5 Tips to improve rejection rates
A strong attention to detail is essential to avoid rejections and achieve a higher clean claim rate. Here are some more practical tips to help you minimize the claim rejections.
- Proof-Read Before Submission
When you are working fast to meet deadlines, be extra careful of types. Whether you miss a digit in an insurance ID or make a mistake while transposing a number, it will cause your claim to be rejected. Proof-reading can help you to reduce such mistakes. So, make sure to double check your work before you submit it.
- Information Collection From The Front Desk
It is usually the front desk’s responsibility to collect and enter the patient and insurance information. Lightspeed communicates directly with the HMO’s/Insurance carriers. We began the patient chart with information directly from the insurance carrier. our system result in a 98% success rate from the first submission of the bill to the insurance company.

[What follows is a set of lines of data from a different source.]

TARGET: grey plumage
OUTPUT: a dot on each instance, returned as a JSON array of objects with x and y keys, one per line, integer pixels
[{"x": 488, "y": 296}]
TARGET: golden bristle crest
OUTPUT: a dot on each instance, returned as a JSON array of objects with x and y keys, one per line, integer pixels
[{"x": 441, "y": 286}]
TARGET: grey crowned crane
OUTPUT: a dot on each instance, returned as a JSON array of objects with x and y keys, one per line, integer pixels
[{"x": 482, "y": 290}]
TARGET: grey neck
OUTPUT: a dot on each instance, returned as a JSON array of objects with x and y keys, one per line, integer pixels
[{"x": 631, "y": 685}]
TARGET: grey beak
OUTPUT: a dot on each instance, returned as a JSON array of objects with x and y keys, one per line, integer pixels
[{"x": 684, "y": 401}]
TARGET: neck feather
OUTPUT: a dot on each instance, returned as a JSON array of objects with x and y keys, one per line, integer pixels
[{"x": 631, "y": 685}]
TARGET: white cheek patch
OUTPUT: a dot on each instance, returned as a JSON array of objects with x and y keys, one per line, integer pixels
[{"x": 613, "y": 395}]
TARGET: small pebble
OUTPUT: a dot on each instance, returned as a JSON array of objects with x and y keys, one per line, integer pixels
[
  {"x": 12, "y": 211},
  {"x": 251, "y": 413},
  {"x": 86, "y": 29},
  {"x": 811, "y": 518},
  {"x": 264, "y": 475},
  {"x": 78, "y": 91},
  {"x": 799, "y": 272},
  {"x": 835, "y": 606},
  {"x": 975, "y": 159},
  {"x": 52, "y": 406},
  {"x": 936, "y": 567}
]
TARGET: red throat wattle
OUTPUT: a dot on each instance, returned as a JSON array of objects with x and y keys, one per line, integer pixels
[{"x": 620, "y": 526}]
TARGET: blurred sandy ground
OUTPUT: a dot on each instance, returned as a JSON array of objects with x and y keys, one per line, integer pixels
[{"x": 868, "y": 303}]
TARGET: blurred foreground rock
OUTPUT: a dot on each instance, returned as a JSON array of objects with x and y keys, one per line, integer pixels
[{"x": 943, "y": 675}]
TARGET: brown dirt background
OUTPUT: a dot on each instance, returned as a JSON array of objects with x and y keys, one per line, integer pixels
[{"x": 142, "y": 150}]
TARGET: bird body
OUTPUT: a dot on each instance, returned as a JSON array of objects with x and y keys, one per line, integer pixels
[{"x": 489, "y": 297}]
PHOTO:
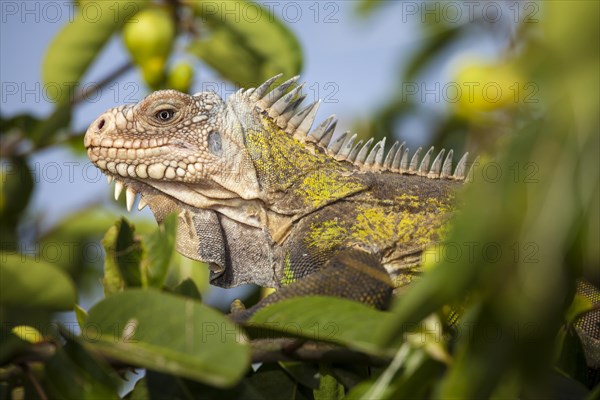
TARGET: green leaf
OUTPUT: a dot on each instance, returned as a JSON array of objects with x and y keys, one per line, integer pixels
[
  {"x": 80, "y": 314},
  {"x": 16, "y": 187},
  {"x": 73, "y": 243},
  {"x": 249, "y": 49},
  {"x": 304, "y": 373},
  {"x": 122, "y": 266},
  {"x": 329, "y": 387},
  {"x": 322, "y": 318},
  {"x": 74, "y": 373},
  {"x": 170, "y": 334},
  {"x": 160, "y": 246},
  {"x": 28, "y": 283},
  {"x": 79, "y": 42}
]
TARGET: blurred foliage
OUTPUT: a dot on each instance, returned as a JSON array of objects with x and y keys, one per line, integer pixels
[{"x": 529, "y": 229}]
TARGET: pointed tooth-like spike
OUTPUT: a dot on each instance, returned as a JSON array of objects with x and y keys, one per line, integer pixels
[
  {"x": 459, "y": 172},
  {"x": 324, "y": 142},
  {"x": 270, "y": 98},
  {"x": 282, "y": 104},
  {"x": 371, "y": 158},
  {"x": 414, "y": 161},
  {"x": 306, "y": 122},
  {"x": 118, "y": 189},
  {"x": 404, "y": 162},
  {"x": 142, "y": 203},
  {"x": 424, "y": 166},
  {"x": 389, "y": 158},
  {"x": 376, "y": 156},
  {"x": 354, "y": 151},
  {"x": 292, "y": 108},
  {"x": 379, "y": 155},
  {"x": 398, "y": 158},
  {"x": 469, "y": 177},
  {"x": 436, "y": 166},
  {"x": 129, "y": 198},
  {"x": 260, "y": 91},
  {"x": 346, "y": 148},
  {"x": 316, "y": 134},
  {"x": 362, "y": 154},
  {"x": 337, "y": 143},
  {"x": 447, "y": 167}
]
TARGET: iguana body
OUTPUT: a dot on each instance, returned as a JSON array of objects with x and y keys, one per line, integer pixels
[{"x": 264, "y": 200}]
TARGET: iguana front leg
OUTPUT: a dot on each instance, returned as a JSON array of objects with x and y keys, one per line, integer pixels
[{"x": 351, "y": 273}]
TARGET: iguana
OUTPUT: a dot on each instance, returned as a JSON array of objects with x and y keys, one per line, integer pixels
[{"x": 264, "y": 199}]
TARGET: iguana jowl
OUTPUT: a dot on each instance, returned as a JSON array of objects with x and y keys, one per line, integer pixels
[{"x": 263, "y": 199}]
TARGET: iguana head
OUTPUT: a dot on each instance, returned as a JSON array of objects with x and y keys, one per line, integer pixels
[
  {"x": 188, "y": 147},
  {"x": 252, "y": 160}
]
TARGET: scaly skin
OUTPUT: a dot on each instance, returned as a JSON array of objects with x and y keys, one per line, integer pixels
[{"x": 262, "y": 202}]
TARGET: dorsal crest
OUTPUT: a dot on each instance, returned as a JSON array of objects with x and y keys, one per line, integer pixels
[{"x": 284, "y": 107}]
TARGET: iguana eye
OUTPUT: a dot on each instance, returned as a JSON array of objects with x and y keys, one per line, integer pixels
[{"x": 164, "y": 115}]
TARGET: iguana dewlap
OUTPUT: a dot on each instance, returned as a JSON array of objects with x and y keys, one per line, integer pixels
[{"x": 264, "y": 199}]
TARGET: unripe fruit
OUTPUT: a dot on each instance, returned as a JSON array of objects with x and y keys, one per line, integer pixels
[
  {"x": 149, "y": 37},
  {"x": 487, "y": 87}
]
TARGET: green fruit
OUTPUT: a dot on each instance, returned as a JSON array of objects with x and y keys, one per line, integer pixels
[
  {"x": 153, "y": 71},
  {"x": 149, "y": 37},
  {"x": 180, "y": 77}
]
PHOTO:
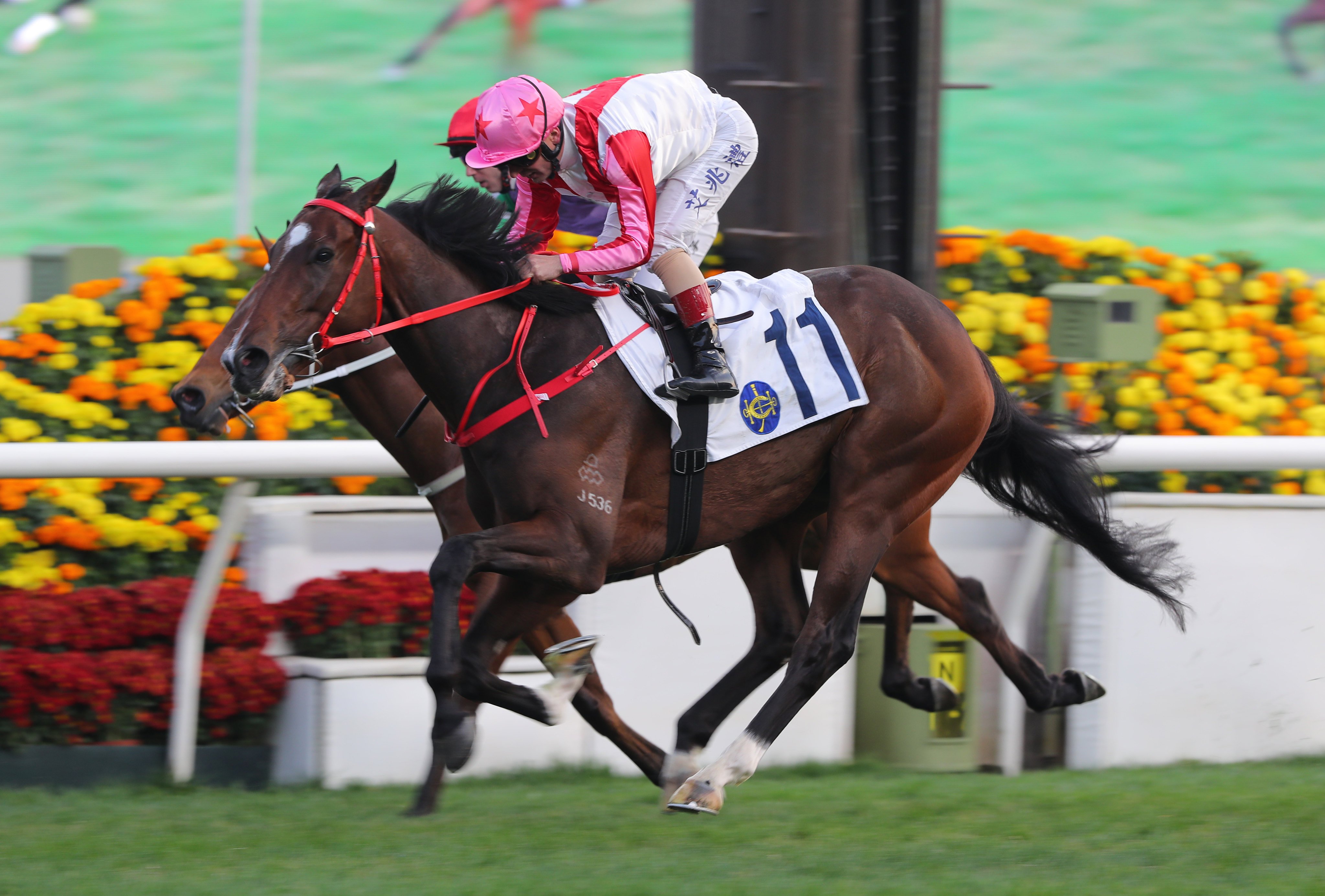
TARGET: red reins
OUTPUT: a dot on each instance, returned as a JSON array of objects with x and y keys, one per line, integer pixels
[{"x": 529, "y": 402}]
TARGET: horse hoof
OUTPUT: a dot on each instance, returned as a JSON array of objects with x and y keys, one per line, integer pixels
[
  {"x": 1084, "y": 686},
  {"x": 571, "y": 658},
  {"x": 676, "y": 769},
  {"x": 456, "y": 747},
  {"x": 943, "y": 695},
  {"x": 696, "y": 797}
]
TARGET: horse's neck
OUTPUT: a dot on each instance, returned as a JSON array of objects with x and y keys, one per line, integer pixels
[{"x": 450, "y": 357}]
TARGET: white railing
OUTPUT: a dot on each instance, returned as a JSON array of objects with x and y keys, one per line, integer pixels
[{"x": 249, "y": 460}]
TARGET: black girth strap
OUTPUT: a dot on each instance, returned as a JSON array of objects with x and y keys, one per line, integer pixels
[{"x": 690, "y": 458}]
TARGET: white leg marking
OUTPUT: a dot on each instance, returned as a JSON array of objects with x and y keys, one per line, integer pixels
[{"x": 736, "y": 764}]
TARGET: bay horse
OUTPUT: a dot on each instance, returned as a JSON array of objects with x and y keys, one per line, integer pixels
[
  {"x": 382, "y": 394},
  {"x": 1309, "y": 14},
  {"x": 936, "y": 410}
]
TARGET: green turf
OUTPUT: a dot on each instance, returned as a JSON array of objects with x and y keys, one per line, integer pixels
[
  {"x": 1172, "y": 122},
  {"x": 1169, "y": 122},
  {"x": 127, "y": 134},
  {"x": 1246, "y": 829}
]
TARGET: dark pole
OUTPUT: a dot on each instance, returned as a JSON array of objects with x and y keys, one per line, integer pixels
[{"x": 901, "y": 84}]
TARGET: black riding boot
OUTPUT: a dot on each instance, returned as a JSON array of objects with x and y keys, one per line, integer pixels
[{"x": 711, "y": 376}]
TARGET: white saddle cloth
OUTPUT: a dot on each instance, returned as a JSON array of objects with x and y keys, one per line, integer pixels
[{"x": 788, "y": 357}]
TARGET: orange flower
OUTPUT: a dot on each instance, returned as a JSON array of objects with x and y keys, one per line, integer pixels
[
  {"x": 69, "y": 532},
  {"x": 157, "y": 292},
  {"x": 353, "y": 484},
  {"x": 85, "y": 386},
  {"x": 142, "y": 488}
]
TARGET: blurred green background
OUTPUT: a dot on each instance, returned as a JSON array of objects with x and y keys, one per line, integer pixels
[{"x": 1173, "y": 124}]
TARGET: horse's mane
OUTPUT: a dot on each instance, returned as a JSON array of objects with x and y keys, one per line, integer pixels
[{"x": 466, "y": 226}]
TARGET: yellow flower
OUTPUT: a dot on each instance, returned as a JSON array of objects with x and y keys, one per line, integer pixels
[
  {"x": 1173, "y": 481},
  {"x": 19, "y": 430},
  {"x": 1008, "y": 370},
  {"x": 1127, "y": 419},
  {"x": 1255, "y": 290},
  {"x": 1033, "y": 333}
]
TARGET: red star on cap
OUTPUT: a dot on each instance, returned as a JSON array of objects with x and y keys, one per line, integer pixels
[{"x": 531, "y": 111}]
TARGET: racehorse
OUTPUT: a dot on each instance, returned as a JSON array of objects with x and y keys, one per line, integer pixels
[
  {"x": 381, "y": 395},
  {"x": 1311, "y": 12},
  {"x": 936, "y": 410}
]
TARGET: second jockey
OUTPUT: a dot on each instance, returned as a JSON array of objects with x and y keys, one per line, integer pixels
[{"x": 663, "y": 152}]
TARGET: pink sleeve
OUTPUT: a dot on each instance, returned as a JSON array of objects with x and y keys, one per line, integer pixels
[
  {"x": 536, "y": 211},
  {"x": 630, "y": 173}
]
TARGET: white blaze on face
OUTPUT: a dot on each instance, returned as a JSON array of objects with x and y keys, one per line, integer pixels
[{"x": 297, "y": 235}]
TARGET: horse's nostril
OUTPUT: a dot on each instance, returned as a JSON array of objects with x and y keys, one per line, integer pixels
[{"x": 190, "y": 399}]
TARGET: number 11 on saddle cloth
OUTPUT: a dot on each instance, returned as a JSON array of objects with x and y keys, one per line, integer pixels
[{"x": 789, "y": 360}]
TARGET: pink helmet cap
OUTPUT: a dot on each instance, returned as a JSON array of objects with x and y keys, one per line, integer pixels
[{"x": 512, "y": 118}]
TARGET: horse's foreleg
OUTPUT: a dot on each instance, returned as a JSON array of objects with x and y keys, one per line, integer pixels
[
  {"x": 768, "y": 561},
  {"x": 594, "y": 703}
]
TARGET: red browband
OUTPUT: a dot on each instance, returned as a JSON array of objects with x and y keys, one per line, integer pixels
[{"x": 533, "y": 397}]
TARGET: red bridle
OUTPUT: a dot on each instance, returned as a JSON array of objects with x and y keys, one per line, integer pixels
[{"x": 533, "y": 397}]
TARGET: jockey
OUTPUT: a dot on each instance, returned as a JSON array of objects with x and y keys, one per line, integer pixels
[
  {"x": 663, "y": 152},
  {"x": 578, "y": 215}
]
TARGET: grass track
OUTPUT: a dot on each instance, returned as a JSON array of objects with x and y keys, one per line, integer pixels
[{"x": 1247, "y": 829}]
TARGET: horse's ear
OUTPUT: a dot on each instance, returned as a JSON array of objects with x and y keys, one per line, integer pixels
[
  {"x": 371, "y": 193},
  {"x": 330, "y": 181}
]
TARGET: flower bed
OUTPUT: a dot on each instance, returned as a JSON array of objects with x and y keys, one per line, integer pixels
[
  {"x": 99, "y": 364},
  {"x": 1243, "y": 349},
  {"x": 370, "y": 614},
  {"x": 94, "y": 666}
]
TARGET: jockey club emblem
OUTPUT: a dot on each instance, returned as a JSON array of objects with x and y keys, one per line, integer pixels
[{"x": 760, "y": 407}]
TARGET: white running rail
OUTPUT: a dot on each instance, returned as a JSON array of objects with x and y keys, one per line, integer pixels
[{"x": 251, "y": 460}]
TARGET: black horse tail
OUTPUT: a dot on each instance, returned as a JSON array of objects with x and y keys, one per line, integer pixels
[{"x": 1038, "y": 472}]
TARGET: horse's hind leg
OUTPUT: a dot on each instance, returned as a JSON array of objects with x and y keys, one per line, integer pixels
[
  {"x": 768, "y": 561},
  {"x": 911, "y": 570},
  {"x": 594, "y": 703}
]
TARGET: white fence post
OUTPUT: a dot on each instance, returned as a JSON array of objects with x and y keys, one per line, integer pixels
[{"x": 193, "y": 630}]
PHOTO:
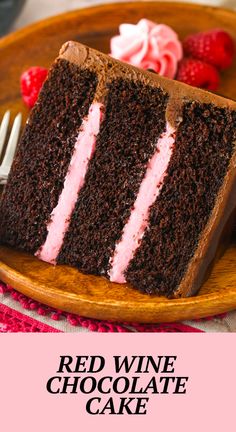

- Eligibility Verification
Your billing software should verify patient eligibility within 30 seconds, at each visit so you have the correct insurance information to bill the claim.
- Submit To Correct Insurance
Patients with multiple carriers, must submit the claim to the correct carrier. Submitting a claim to the wrong insurance often results in a speedy rejection.
- Updated Insurance Requirements
Changing rules from HMO’s and ICD-10 codes can lead to multiple claim rejections. That’s why it’s important to keep a close eye on industry changes and update the information and procedures of your billing team. At Lightspeed, we update our system as changes occur. These changes are at no additional cost to the Practice.
These tips can help you minimize claim denials and improve collections, ( as low as 2%), but many practices lack the technology and experienced staff to effectively manage their medical billing, especially in light of constantly changing payer rules. Outsourcing your medical billing to experts like Lightspeed Revenue Cycle Management (RCM) is a great option. Lightspeed gives the Doctor complete transparency of billing activities 24/7.